4.4 The regulatory effect of XFC on inflammatory response, hypercoagulability, and SPP in OA patients
SPP refers to an individual’s self- evaluation of adaptation to physical, psychological, and social conditions, reflecting the gap between personal expectations and actual living circumstances (30). A larger gap indicates poorer quality of life and a less favorable patient experience. The self-assessment scale for patients with OA used in this study integrates the SF-36 Health Survey, VAS, SAS, SDS, and a TCM symptom scoring system. This scale provides quantitative assessments of disease activity, joint function, anxiety and depression, and TCM-related symptoms. By combining multidimensional evaluation methods from both Western and TCM, the scale can more objectively reflect changes in patients’ conditions.
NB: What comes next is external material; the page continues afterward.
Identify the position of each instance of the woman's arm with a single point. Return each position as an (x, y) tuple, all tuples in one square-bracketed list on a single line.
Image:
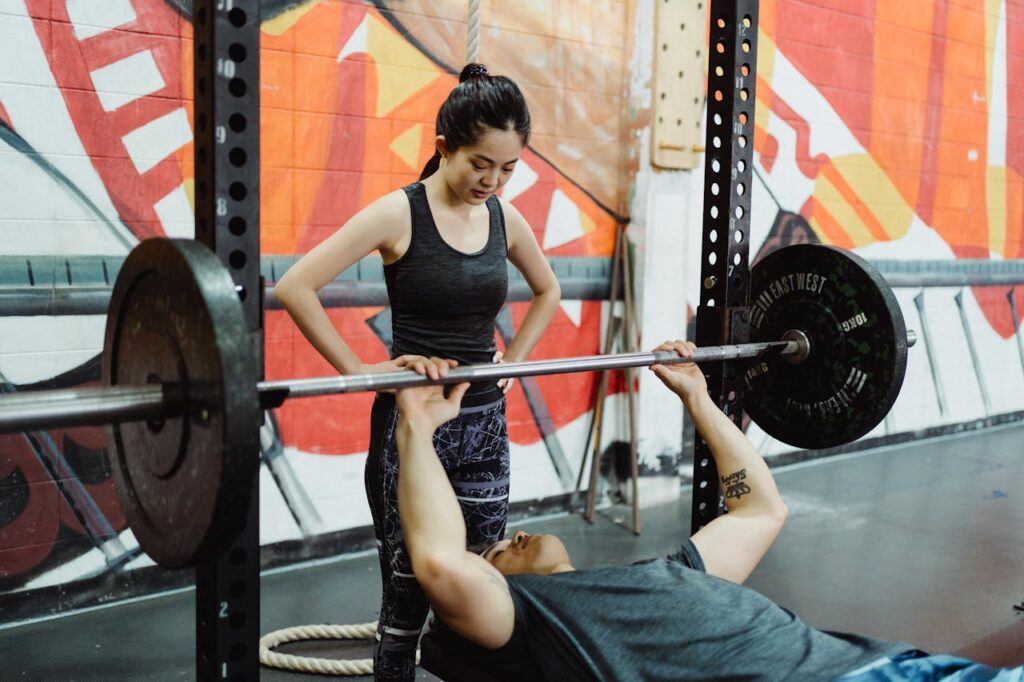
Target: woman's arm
[(379, 226), (526, 255)]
Comparison of scores before and after treatment enables accurate assessment of therapeutic efficacy and improves the precision of clinical syndrome differentiation and treatment strategies. The effectiveness of this scale has been validated in multiple previous clinical studies (29). Analysis of the scale data revealed that OA patients exhibited marked deterioration in SPP, characterized by significant reductions across all eight dimensions of the SF-36 and significant increases in SAS, SDS, and VAS. Notably, TCM syndrome assessment showed that scores for CDS, SDH, SBS, and SDSSD were elevated to varying degrees, indicating abnormal SPP in patients with active OA and substantial impairment of quality of life. After treatment, SPP scores in OA patients were significantly improved. Association rule analysis further demonstrated that XFC was significantly associated with reductions in SAS, SDS, SDSSD, and SBS scores and showed a strong correlation with increased RE scores (support>50%, confidence>70%, lift>1). The association rule network revealed a strong relationship between XFC treatment and improvements in SPP scores, as well as reductions in inflammatory and coagulation-related indicators in OA patients. These findings confirm that XFC exerts significant therapeutic effects in alleviating inflammatory responses, improving hypercoagulable states, and enhancing SPP in patients with OA. Furthermore, analyses of PBMCs and co-cultured CHs before and after treatment demonstrated that XFC intervention significantly reduced METTL14 expression and the levels of pro-inflammatory and procoagulant factors, while increasing the expression of lncRNA MEG3, KLF4, and anti-inflammatory and anticoagulant factors in OA.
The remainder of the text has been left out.